The cabinet order also spells out that vaccinated travellers will be selected for random COVID-19 testing, and requires travellers to submit their vaccine proof and test results electronically.

The only way to do that is through the ArriveCan app.

All of that will end when the clock strikes midnight on Oct. 1.

Tourism Minister Randy Boissonnault would not confirm the decision Thursday afternoon, but he said if the order is allowed to expire, that would also eliminate the only mandatory component for the ArriveCan app.

"So the mandatory piece is the vaccine piece, and because that's how people prove it through the ArriveCan, that's how the order is written, from what I remember," he said on his way into the cabinet meeting.

ArriveCan has morphed into a digitized border arrival tool, and now people flying into certain airports can use it to fill out their customs and immigration form instead of the paper version.

Boissonnault said that is in keeping with the digitization of border forms in a number of countries, including Europe, and long term will make for faster, smoother border experiences.

"If we're going to want to go from 22 million visitors in 2019, to something closer to 30 million by 2030, we're going to have to have a digital border," he said.
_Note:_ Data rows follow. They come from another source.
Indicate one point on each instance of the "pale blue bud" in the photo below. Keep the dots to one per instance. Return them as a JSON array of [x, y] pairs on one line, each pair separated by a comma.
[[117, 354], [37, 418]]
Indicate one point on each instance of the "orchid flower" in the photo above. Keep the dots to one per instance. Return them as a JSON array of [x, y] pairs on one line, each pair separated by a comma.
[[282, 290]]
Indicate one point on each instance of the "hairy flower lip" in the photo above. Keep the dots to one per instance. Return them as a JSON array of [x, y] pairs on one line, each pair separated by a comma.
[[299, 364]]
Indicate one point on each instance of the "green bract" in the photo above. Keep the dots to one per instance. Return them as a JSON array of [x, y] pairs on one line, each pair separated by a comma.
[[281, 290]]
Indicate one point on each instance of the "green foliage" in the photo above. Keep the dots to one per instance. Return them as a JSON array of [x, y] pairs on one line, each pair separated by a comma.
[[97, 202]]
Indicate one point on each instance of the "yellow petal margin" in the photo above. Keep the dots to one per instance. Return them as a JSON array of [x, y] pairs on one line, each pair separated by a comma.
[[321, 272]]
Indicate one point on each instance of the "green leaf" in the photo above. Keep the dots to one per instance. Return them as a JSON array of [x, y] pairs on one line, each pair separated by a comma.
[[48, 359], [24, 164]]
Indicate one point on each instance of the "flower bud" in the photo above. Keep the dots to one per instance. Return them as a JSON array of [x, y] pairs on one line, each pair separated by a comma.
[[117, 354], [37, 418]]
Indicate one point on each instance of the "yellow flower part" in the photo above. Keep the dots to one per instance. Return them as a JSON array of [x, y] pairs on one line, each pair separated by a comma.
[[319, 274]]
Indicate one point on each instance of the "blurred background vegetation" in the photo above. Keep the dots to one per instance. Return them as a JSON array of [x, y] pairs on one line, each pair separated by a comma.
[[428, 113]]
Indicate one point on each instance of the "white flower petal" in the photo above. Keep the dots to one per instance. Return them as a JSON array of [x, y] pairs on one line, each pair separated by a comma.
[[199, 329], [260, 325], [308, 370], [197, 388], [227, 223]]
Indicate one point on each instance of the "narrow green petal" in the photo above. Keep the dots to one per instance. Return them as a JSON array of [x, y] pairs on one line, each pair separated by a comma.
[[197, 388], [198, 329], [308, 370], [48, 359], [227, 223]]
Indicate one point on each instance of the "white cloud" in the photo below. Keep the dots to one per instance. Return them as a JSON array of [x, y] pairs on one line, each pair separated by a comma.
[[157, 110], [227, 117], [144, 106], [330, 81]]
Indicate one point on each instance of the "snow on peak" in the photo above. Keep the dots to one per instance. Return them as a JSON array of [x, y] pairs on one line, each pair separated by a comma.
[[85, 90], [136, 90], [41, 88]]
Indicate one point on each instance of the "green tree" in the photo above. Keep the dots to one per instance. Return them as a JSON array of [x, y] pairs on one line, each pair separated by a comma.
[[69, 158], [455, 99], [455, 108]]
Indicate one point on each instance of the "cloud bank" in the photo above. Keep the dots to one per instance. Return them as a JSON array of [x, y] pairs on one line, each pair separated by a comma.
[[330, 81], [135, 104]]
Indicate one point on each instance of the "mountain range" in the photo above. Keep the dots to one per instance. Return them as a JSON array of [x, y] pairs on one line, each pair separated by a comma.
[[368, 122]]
The order's expiration also means the minister of health will no longer be able to quickly bar citizens of specific countries facing COVID-19 outbreaks from coming to Canada. That measure was used to ban people from India and certain African countries at various points, moves criticized by some as racist.

Canada's COVID-19 border measures have been evolving since the pandemic began in March 2020.

For more than a year, Canada invoked a mandatory 14-day quarantine for all returning Canadians, and for a time required quarantine to be fully or partially completed in specific hotels.

Between March 2020 and August 2021, foreign nationals couldn't enter Canada period with some exemptions for critical workers including airline crew, health workers, and truck drivers.

In July 2021, once all Canadian adults and teenagers could access vaccines, the government stopped requiring quarantine for fully-vaccinated Canadian travellers.

In August 2021 they opened the border to fully vaccinated Americans, and in September 2021 the border was opened to fully vaccinated citizens from all countries.

Border measures have become heavily politicized, with the Conservatives demanding Trudeau lift them all, and Leader Pierre Poilievre made ending them a key policy in his recent leadership campaign.

Deputy Conservative leader Melissa Lantsman and the party's Quebec lieutenant, Pierre Paul-Hus, said in a joint statement Wednesday that ending the measures within weeks of Poilievre winning the leadership was convenient.

“Ever since it was introduced, the ArriveCan app has killed jobs, suffocated economies all over the country, and told visitors they weren’t welcome in Canada," they said. "Along with unscientific vaccine mandates and mandatory random testing, ArriveCan created the longest delays ever seen at Canada’s airports."

Delays at airports were partially blamed on ArriveCan, as some travellers who struggled to get it to work, or couldn't or wouldn't use it, backed up lines. However, the delays have also been blamed on labour shortages affecting everything from airport workers to security and border guards.

Dr. Zain Chagla, an infectious disease specialist, has been arguing against mandatory vaccinations and testing at the border for months. In an interview Thursday he said testing asymptomatic travellers at the border is expensive and not as useful as testing symptomatic people in the community.

He said without testing everyone, the policy won't prevent further spread of COVID-19.

The government had long pointed to the random testing as a way to screen for the arrival of new variants but Chagla said there are also better and more convenient ways to look for those as well.